I am working with the MNIST data set and I am using keras to train a convolutional neural network. There is something about the weight matrices that I do not understand.
The input layer has 28x28=784 neurons. Then I use:
Conv2D(32,kernel_size=(7,7),stride=(3,3),use_bias=False)
Conv2D(64,kernel_size=(5,5),stride=(2,2),use_bias=False)
Flatten()
Dense(200,use_bias=False)
Dense(150,use_bias=False)
Dense(10,use_bias=False,softmax)
After I train the model and put W = model.get_weights(), I print W[i].shape for each i and obtain:
(7,7,1,32)
(5,5,32,64)
(256,200)
(200,150)
(150,10)
As far as I understand, this means that for the first hidden layer there are 32 images of 8x8=64 (since (28-7)/3+1=8) and therefore there are 64x32=2048 neurons in the first hidden layer.

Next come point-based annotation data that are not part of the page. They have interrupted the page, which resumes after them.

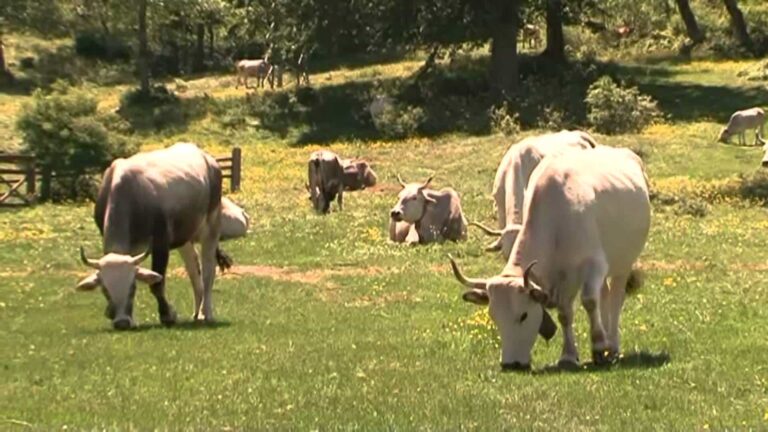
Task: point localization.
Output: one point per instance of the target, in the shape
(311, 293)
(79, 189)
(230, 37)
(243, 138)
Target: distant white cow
(587, 217)
(436, 215)
(742, 121)
(261, 69)
(514, 172)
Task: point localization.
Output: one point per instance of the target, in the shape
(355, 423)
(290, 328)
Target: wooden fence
(21, 170)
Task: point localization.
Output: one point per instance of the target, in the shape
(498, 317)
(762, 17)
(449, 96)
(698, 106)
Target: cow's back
(170, 192)
(589, 203)
(513, 175)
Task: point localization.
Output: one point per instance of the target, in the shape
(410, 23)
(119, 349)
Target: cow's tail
(635, 281)
(589, 139)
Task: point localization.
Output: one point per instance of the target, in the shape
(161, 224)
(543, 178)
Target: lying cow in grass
(743, 121)
(154, 202)
(587, 216)
(513, 174)
(435, 215)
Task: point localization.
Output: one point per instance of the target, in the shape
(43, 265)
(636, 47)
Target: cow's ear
(476, 296)
(148, 276)
(538, 295)
(89, 283)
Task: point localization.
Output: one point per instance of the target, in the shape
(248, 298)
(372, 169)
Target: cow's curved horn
(426, 183)
(139, 258)
(480, 284)
(527, 274)
(487, 230)
(87, 261)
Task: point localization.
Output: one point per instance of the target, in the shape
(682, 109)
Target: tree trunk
(198, 61)
(739, 25)
(142, 61)
(504, 68)
(3, 66)
(555, 49)
(691, 26)
(211, 40)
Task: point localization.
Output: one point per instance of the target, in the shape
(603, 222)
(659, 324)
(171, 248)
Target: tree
(555, 49)
(691, 25)
(142, 60)
(739, 25)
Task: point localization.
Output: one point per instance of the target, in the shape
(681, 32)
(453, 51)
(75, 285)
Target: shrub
(70, 140)
(613, 109)
(503, 120)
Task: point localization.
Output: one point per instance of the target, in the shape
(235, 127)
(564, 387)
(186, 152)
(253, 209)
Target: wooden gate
(17, 171)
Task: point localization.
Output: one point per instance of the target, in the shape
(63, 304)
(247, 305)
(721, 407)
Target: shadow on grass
(634, 360)
(179, 326)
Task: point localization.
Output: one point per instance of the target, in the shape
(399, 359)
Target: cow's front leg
(569, 358)
(590, 299)
(192, 266)
(340, 198)
(160, 254)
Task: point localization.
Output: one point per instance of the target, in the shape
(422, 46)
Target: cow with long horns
(154, 202)
(436, 215)
(585, 221)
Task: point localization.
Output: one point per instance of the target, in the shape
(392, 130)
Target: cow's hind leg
(590, 298)
(208, 257)
(160, 254)
(613, 302)
(192, 266)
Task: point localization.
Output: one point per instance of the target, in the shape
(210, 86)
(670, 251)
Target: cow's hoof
(604, 357)
(122, 324)
(169, 318)
(568, 364)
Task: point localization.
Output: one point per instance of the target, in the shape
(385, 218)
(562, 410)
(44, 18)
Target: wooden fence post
(30, 176)
(236, 166)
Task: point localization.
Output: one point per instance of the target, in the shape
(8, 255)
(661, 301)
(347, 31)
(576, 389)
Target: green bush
(503, 120)
(612, 109)
(70, 140)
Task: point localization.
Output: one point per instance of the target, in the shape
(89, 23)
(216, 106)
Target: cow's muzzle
(516, 366)
(123, 323)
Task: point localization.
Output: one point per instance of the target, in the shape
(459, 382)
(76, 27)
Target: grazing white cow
(157, 201)
(513, 174)
(326, 180)
(742, 121)
(261, 69)
(586, 220)
(435, 215)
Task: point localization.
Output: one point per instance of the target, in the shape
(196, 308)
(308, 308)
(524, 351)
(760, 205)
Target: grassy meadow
(323, 324)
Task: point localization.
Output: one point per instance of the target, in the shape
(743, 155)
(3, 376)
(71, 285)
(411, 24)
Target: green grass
(326, 325)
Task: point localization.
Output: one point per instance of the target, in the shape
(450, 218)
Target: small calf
(358, 174)
(742, 121)
(436, 215)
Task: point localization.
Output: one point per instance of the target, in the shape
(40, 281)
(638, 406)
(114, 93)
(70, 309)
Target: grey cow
(325, 172)
(435, 215)
(156, 201)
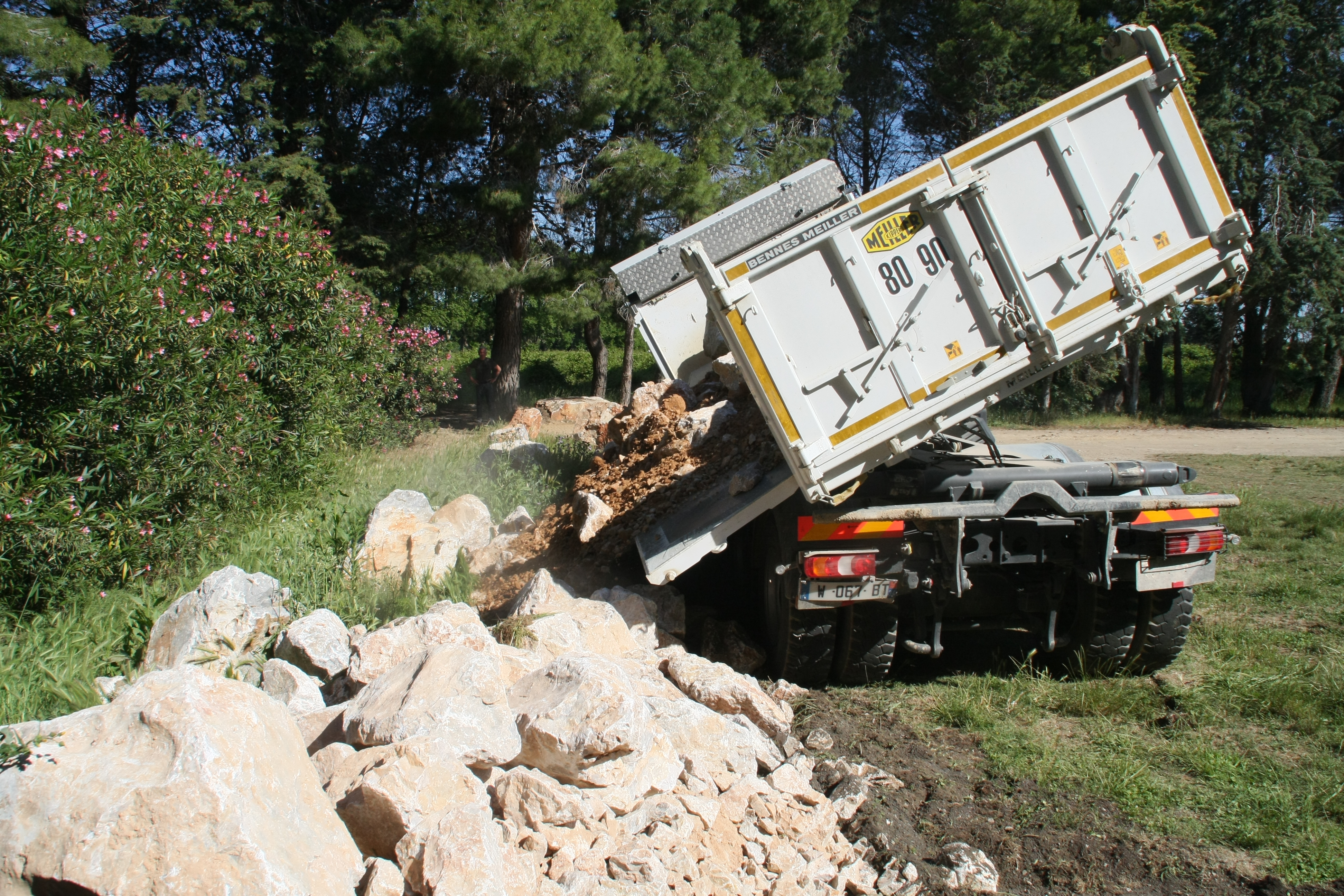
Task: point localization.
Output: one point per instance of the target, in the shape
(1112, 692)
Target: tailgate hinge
(713, 281)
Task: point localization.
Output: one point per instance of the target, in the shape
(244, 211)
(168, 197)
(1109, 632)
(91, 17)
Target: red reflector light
(840, 566)
(1194, 542)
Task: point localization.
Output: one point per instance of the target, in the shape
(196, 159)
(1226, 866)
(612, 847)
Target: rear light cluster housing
(840, 566)
(1182, 542)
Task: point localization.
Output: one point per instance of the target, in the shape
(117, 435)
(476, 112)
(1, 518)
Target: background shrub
(170, 347)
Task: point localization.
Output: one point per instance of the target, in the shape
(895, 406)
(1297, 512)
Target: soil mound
(669, 447)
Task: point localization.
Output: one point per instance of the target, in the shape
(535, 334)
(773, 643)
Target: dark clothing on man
(484, 374)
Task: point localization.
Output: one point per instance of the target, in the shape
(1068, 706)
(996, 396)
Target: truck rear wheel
(1166, 618)
(1128, 631)
(1105, 625)
(800, 644)
(866, 643)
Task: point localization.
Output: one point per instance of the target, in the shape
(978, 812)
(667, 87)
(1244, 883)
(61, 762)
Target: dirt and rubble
(1041, 841)
(667, 448)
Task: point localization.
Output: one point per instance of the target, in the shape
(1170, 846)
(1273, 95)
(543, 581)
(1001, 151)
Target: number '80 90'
(897, 274)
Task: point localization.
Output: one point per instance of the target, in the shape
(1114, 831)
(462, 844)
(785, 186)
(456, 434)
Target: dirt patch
(650, 468)
(646, 471)
(1042, 843)
(1168, 442)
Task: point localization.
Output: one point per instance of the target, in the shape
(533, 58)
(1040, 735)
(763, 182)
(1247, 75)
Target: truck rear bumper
(1047, 492)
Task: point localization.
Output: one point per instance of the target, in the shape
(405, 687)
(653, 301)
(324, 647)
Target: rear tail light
(840, 566)
(1194, 542)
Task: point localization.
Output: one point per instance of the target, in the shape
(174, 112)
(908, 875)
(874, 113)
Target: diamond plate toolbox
(730, 232)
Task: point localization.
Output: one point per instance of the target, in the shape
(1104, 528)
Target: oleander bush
(171, 346)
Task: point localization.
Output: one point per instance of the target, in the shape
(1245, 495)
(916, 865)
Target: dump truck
(877, 331)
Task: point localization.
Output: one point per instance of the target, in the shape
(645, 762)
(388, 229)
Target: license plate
(820, 596)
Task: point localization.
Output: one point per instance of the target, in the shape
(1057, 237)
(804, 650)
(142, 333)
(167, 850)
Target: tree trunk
(1129, 370)
(510, 304)
(597, 348)
(1156, 375)
(1222, 373)
(1262, 353)
(1332, 378)
(628, 361)
(1178, 370)
(508, 348)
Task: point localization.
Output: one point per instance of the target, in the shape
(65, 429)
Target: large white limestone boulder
(590, 515)
(578, 412)
(385, 793)
(464, 855)
(541, 594)
(564, 623)
(711, 747)
(451, 694)
(292, 687)
(407, 539)
(319, 644)
(384, 649)
(388, 541)
(187, 784)
(221, 625)
(640, 614)
(584, 722)
(705, 424)
(725, 691)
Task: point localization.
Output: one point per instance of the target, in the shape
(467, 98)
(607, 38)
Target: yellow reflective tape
(1176, 516)
(1179, 259)
(996, 139)
(906, 185)
(1202, 151)
(877, 417)
(1079, 311)
(763, 375)
(900, 405)
(1151, 274)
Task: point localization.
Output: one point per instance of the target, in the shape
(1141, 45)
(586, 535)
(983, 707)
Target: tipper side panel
(876, 324)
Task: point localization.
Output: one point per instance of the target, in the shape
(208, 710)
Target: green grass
(549, 373)
(1010, 420)
(1241, 742)
(48, 661)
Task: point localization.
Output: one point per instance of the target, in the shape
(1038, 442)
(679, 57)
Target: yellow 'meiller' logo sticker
(892, 232)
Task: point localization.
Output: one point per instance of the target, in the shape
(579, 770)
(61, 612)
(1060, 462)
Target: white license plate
(820, 596)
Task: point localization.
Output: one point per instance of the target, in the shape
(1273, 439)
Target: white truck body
(867, 324)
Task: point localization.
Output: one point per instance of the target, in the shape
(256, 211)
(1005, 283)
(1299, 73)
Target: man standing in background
(484, 373)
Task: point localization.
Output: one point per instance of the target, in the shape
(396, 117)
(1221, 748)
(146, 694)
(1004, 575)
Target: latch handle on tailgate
(711, 279)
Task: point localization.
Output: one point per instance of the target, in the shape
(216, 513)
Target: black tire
(1135, 632)
(800, 644)
(866, 644)
(1166, 618)
(1105, 625)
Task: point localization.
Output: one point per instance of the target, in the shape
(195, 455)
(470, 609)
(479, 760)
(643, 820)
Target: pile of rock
(674, 444)
(589, 755)
(412, 542)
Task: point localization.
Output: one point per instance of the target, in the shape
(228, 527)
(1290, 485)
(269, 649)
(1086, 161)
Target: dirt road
(1141, 444)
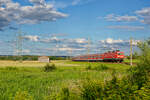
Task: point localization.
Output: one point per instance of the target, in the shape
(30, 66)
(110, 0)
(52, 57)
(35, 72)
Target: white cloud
(111, 41)
(125, 18)
(144, 14)
(118, 42)
(128, 28)
(30, 14)
(75, 2)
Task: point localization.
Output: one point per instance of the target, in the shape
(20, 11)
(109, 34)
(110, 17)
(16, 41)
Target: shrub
(89, 67)
(101, 67)
(48, 67)
(91, 90)
(22, 95)
(11, 68)
(65, 94)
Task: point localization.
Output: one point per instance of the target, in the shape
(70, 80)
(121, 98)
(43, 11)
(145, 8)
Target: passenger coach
(110, 56)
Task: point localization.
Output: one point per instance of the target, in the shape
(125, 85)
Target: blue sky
(62, 27)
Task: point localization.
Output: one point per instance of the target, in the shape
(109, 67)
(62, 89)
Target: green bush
(101, 67)
(89, 67)
(22, 95)
(91, 90)
(65, 94)
(48, 67)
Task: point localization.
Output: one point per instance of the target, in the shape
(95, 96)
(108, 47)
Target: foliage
(89, 67)
(22, 95)
(91, 90)
(101, 67)
(49, 67)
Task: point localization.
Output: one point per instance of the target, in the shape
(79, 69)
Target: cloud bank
(38, 11)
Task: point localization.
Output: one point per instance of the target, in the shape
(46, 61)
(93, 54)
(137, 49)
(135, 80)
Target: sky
(71, 27)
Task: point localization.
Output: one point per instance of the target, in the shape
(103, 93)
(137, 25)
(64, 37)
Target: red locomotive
(110, 56)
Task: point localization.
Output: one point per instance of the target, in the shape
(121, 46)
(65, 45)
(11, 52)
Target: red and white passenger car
(110, 56)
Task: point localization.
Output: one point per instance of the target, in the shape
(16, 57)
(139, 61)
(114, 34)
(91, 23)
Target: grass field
(29, 76)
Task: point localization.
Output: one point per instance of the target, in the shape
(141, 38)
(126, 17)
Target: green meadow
(30, 78)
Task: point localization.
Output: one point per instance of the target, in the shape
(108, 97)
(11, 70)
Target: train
(110, 56)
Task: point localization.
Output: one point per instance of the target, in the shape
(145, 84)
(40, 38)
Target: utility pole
(88, 49)
(19, 43)
(88, 52)
(131, 51)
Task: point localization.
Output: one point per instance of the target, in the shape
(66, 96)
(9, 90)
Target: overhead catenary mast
(131, 51)
(19, 43)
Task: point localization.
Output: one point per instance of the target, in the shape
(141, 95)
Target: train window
(120, 54)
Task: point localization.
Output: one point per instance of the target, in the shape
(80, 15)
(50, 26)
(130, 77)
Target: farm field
(29, 77)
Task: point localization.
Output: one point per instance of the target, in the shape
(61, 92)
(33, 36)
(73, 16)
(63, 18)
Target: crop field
(30, 78)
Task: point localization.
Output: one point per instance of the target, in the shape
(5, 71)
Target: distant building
(44, 59)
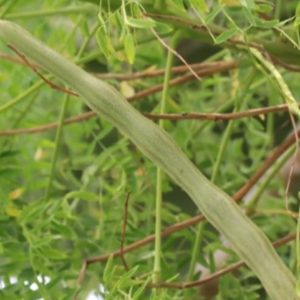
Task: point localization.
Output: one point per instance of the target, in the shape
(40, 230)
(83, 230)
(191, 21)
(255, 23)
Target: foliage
(63, 195)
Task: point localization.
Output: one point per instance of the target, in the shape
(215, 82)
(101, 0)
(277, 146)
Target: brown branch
(124, 233)
(219, 116)
(173, 117)
(218, 273)
(160, 72)
(277, 152)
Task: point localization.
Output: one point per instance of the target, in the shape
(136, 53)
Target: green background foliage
(63, 190)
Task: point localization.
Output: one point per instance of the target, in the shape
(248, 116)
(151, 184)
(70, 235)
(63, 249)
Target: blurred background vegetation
(63, 189)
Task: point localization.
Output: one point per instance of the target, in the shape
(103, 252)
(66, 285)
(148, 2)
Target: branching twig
(218, 273)
(277, 152)
(174, 117)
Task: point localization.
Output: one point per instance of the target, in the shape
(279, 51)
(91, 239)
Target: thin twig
(184, 285)
(277, 152)
(172, 117)
(160, 72)
(124, 225)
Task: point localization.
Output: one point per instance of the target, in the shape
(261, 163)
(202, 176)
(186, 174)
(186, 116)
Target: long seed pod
(221, 211)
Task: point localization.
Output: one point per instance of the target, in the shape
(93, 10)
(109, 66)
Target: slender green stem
(21, 96)
(6, 8)
(239, 100)
(245, 237)
(62, 117)
(159, 175)
(82, 9)
(269, 176)
(277, 9)
(57, 144)
(96, 53)
(198, 239)
(298, 255)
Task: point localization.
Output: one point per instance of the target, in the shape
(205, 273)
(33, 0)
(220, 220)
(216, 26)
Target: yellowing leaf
(12, 211)
(15, 194)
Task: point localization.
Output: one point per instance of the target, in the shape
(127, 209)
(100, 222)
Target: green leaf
(129, 47)
(200, 5)
(224, 36)
(84, 195)
(103, 42)
(140, 23)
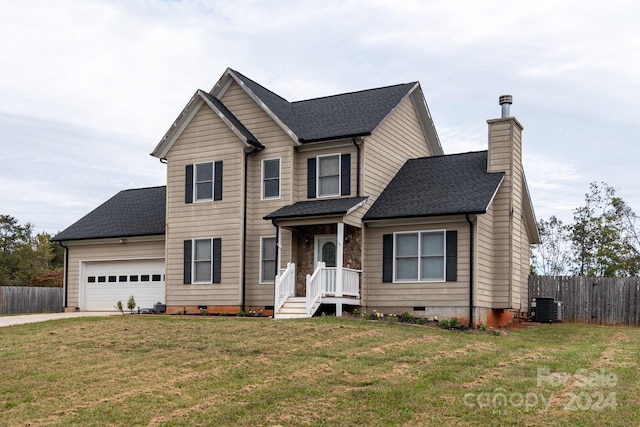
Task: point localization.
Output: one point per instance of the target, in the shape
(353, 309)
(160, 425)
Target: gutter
(357, 167)
(471, 268)
(244, 228)
(334, 137)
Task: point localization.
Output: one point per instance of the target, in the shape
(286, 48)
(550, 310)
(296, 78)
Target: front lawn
(192, 370)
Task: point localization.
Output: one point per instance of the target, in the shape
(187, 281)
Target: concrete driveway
(42, 317)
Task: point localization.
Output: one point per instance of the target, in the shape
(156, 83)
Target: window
(202, 260)
(203, 182)
(268, 251)
(419, 256)
(271, 179)
(329, 176)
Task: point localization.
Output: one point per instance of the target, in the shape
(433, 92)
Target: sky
(88, 88)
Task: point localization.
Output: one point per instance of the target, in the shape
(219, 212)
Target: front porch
(325, 256)
(327, 285)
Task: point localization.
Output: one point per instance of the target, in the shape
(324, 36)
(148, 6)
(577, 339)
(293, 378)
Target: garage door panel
(107, 282)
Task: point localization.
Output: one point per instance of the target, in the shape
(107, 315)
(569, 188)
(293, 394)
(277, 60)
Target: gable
(192, 108)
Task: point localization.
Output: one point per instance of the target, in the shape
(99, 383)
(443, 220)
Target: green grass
(179, 370)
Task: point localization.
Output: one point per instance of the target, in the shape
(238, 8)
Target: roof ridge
(243, 77)
(450, 155)
(144, 188)
(353, 92)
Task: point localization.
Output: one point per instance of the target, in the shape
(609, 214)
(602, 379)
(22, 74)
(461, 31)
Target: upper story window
(203, 182)
(329, 175)
(271, 179)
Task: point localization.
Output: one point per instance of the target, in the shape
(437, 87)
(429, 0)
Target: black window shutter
(387, 258)
(345, 174)
(217, 181)
(188, 184)
(452, 256)
(187, 262)
(311, 178)
(217, 260)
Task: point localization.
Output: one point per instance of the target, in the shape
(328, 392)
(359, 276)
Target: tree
(552, 256)
(26, 259)
(603, 235)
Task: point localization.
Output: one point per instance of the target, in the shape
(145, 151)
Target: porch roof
(324, 207)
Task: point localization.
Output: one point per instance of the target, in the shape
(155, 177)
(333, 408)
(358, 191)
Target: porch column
(339, 258)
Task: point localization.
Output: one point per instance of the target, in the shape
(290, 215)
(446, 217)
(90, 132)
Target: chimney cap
(506, 99)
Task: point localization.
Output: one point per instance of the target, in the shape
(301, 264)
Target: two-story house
(335, 202)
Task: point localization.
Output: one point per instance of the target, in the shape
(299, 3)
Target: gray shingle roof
(331, 117)
(317, 208)
(441, 185)
(136, 212)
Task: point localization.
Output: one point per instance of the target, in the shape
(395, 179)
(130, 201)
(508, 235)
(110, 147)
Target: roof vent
(506, 101)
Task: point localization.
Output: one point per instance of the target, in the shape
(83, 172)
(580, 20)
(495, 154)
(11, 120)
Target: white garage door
(107, 282)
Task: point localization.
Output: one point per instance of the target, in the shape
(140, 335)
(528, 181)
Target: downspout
(66, 274)
(471, 268)
(244, 228)
(357, 166)
(273, 221)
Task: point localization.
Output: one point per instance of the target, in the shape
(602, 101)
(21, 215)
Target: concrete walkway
(42, 317)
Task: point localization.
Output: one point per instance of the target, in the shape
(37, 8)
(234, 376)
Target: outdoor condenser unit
(545, 310)
(560, 308)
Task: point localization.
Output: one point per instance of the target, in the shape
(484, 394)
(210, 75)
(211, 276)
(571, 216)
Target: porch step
(293, 308)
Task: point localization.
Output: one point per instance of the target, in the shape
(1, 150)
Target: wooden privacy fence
(603, 300)
(27, 299)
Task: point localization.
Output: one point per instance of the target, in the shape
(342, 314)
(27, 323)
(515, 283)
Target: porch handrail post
(339, 258)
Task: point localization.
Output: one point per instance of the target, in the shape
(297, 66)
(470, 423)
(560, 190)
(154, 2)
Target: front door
(325, 250)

The next part is the one that confuses me. Since the next convolution has kernel size (5,5) and stride (2,2) and uses 64 filters, does this means that we apply 64 convolutions to each 8x8 image obtained in the first hidden layer? That will give 64x32=2048 images of size 2x2 and there will be 2048x4=8192 neurons in the second hidden layer. But the weight matrix of the next layer is of shape (256,200). Shouldn't it be of shape (8192,200)? What is happening here?